Book, History of Madness in the Classical Age[LS]
Book, History of Madness in the Classical Age[LS]
Descrição
Since its launch in 1961, History of Madness brought clearly the idea of carrying out the archeology of the domain of unreason and of narrating, in a critical way, the changes in the status of mad people in society since the Middle Ages, in order to explain how techniques operate. exclusion.
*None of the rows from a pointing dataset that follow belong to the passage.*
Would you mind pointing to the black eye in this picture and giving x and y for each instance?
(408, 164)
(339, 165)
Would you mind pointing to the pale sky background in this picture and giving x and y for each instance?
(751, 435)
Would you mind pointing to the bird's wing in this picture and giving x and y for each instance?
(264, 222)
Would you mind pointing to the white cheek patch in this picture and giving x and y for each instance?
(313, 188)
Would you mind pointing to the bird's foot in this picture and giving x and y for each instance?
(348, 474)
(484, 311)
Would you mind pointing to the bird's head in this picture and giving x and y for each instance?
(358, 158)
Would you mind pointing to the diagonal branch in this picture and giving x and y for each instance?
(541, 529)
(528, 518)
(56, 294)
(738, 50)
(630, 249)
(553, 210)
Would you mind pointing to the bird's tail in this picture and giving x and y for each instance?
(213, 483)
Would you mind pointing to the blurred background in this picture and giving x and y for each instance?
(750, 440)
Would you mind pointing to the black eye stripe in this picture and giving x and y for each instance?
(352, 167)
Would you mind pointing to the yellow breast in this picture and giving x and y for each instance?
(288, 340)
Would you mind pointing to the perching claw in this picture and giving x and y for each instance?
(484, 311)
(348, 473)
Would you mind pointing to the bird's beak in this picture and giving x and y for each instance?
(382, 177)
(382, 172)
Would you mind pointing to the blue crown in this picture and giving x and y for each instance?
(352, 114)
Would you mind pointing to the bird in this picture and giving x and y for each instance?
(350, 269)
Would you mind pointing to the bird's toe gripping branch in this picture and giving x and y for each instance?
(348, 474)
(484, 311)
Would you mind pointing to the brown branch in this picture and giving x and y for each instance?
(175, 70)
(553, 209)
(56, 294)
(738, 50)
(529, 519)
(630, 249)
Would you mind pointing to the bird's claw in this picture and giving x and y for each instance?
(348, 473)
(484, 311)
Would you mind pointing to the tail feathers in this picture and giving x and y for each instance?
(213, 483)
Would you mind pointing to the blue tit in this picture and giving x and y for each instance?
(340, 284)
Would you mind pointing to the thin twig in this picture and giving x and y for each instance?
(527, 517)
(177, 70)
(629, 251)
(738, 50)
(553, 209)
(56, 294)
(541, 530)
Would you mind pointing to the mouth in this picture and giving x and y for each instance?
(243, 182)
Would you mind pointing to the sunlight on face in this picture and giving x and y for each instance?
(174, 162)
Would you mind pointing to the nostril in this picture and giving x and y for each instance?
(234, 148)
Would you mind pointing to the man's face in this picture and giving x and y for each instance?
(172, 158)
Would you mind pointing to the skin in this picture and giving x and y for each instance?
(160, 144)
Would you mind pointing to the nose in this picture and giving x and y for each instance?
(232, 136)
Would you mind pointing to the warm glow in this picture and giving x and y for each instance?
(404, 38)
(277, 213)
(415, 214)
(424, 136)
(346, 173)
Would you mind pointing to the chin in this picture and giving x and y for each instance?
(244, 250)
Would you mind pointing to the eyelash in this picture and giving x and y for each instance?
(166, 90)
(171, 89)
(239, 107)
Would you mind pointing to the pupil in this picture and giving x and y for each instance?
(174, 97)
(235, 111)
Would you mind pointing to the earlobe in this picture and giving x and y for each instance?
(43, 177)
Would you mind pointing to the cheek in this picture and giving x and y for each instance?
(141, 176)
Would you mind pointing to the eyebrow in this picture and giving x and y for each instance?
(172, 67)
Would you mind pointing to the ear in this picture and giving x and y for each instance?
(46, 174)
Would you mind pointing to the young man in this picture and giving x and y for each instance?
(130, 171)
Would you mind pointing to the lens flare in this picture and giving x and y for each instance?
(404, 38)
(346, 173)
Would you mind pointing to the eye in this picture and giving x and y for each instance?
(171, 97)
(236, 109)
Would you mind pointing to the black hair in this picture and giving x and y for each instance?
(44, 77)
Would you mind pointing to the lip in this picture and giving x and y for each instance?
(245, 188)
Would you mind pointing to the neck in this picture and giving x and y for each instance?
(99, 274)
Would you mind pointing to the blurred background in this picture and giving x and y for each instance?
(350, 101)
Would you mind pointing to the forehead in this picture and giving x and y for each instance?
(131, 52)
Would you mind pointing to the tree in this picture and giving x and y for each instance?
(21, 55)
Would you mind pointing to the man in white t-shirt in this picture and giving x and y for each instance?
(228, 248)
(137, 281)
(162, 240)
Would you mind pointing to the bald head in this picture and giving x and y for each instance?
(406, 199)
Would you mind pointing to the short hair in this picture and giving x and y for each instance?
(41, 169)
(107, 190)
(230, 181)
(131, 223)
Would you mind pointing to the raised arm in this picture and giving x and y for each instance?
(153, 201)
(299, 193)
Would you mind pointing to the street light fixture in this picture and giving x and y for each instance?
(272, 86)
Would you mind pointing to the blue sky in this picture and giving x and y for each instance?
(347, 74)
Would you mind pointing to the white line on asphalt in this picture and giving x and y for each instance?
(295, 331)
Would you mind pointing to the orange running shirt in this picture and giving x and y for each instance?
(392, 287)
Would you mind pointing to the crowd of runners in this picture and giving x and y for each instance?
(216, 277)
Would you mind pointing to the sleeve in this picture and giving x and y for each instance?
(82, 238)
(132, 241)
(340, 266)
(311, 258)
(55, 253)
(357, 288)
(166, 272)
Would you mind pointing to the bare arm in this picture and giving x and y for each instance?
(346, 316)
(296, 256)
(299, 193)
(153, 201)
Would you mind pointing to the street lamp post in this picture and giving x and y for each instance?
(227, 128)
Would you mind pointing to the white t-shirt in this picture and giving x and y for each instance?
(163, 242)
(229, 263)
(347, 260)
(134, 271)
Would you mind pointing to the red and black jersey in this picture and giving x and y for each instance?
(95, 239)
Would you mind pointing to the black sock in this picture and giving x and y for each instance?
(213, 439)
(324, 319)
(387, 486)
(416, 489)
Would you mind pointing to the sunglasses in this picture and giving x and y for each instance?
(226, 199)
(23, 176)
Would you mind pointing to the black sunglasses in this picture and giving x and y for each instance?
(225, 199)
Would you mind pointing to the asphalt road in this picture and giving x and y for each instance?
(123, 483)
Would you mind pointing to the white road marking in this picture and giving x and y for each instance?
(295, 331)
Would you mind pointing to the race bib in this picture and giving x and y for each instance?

He highlights, for example, that it was by no means medicine that defined the boundaries between reason and madness; however, since the 19th century, it has been doctors who have been responsible for monitoring this border and guarding its gate. They affixed the label “mental illness” to it, an indication that serves as a ban and a curse. History of Madness made Michel Foucault famous and started a controversy that still persists and that would flare up when he included, in the second enlarged edition of the book, his reply to Jacques Derrida (the edition that the reader now holds in his hands, revised and enlarged, contains the three versions of the responses to Derrida). Because, when tracing a history of limits – this division that is produced through many others, such as those defined by production, family structure, moral constraints, sexuality – “by which a culture rejects something that will be the Outside for it”, the The author calls into question rationality and, thus, the very foundations of our time. Critical of self-absorbed reason and imprisoned madness, this classic of modern philosophy remains as alive as the controversy it sparked.